Get detailed, step-by-step solutions for NCERT Class 11 Maths Chapter 13 Exercise 13.1 The Mean Deviation (MD) is a measure of dispersion calculated as the average of the absolute differences between the data values and the mean or median.
Learn to calculate Mean Deviation ($\text{MD}$) for ungrouped data about both the Mean ($\bar{x}$) (Q.1-2) and the Median ($M$) (Q.3-4).
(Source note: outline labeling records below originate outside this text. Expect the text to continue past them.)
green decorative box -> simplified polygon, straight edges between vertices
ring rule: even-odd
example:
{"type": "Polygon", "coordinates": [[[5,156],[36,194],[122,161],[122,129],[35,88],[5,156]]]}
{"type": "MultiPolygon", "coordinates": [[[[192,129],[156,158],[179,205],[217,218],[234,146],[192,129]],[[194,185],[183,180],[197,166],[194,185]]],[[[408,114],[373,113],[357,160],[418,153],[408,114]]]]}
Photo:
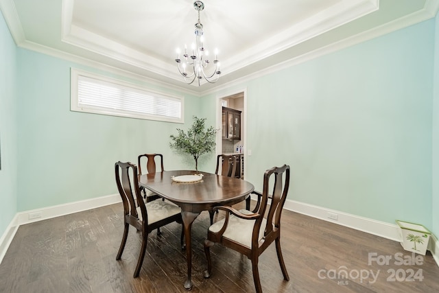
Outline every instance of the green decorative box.
{"type": "Polygon", "coordinates": [[[405,250],[425,255],[431,233],[419,224],[396,220],[401,228],[401,243],[405,250]]]}

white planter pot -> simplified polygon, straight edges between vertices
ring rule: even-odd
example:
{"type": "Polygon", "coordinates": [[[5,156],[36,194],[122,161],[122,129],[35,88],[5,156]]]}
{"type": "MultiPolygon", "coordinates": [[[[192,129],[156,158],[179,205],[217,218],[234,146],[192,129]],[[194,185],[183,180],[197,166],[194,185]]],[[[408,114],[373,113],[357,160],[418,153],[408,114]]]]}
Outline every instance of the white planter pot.
{"type": "Polygon", "coordinates": [[[407,251],[425,255],[431,233],[427,228],[419,224],[414,224],[399,220],[396,220],[396,223],[401,228],[401,244],[403,248],[407,251]]]}

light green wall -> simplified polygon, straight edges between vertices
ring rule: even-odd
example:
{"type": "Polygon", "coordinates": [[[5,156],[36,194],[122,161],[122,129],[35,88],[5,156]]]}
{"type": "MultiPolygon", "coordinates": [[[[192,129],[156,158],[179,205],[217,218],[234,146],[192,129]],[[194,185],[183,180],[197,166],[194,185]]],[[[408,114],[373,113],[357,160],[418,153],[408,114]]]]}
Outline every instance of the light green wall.
{"type": "MultiPolygon", "coordinates": [[[[142,153],[163,154],[167,169],[184,167],[169,143],[186,125],[72,112],[70,68],[84,67],[22,49],[17,58],[19,211],[115,194],[115,163],[137,163],[142,153]]],[[[185,95],[186,124],[199,99],[185,95]]]]}
{"type": "Polygon", "coordinates": [[[433,198],[432,231],[439,237],[439,16],[436,19],[434,49],[434,94],[433,107],[433,198]]]}
{"type": "Polygon", "coordinates": [[[17,211],[16,47],[0,13],[0,237],[17,211]]]}
{"type": "MultiPolygon", "coordinates": [[[[263,172],[285,163],[290,200],[419,222],[437,235],[435,25],[425,21],[236,86],[248,94],[248,180],[261,189],[263,172]]],[[[0,41],[7,65],[0,68],[0,233],[16,211],[115,194],[117,160],[160,152],[166,169],[187,167],[191,162],[169,149],[169,134],[193,115],[215,124],[222,93],[184,95],[185,125],[71,112],[70,67],[87,68],[16,49],[3,19],[0,41]]],[[[213,157],[200,164],[211,170],[213,157]]]]}
{"type": "Polygon", "coordinates": [[[289,200],[431,228],[434,25],[237,86],[248,93],[248,179],[260,189],[266,169],[287,163],[289,200]]]}

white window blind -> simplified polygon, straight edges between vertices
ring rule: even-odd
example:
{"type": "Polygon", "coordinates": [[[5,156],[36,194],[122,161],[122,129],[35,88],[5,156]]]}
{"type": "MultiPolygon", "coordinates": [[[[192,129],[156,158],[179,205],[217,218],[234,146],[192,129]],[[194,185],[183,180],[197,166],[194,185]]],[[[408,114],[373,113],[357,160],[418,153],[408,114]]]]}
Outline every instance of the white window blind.
{"type": "Polygon", "coordinates": [[[183,98],[71,69],[71,110],[183,123],[183,98]]]}

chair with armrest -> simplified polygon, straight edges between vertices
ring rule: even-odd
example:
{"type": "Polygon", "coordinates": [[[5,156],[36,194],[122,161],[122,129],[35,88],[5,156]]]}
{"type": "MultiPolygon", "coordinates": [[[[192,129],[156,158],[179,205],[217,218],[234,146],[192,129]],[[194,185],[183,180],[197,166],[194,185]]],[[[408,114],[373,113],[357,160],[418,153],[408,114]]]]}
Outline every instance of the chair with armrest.
{"type": "MultiPolygon", "coordinates": [[[[182,223],[180,207],[161,200],[155,200],[145,203],[139,187],[137,167],[131,163],[117,162],[115,164],[116,184],[123,204],[123,235],[116,259],[122,256],[130,225],[142,233],[142,246],[134,270],[134,277],[139,277],[142,267],[148,234],[173,222],[182,223]],[[134,192],[133,193],[132,189],[134,192]]],[[[183,247],[184,230],[182,224],[180,245],[183,247]]]]}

Master the calculation of $\text{MD}$ for discrete (Q.5-8) and continuous frequency distributions (Q.9-12). Solutions include calculating the mean, median, absolute deviations, and applying the correct formula for each type of data set.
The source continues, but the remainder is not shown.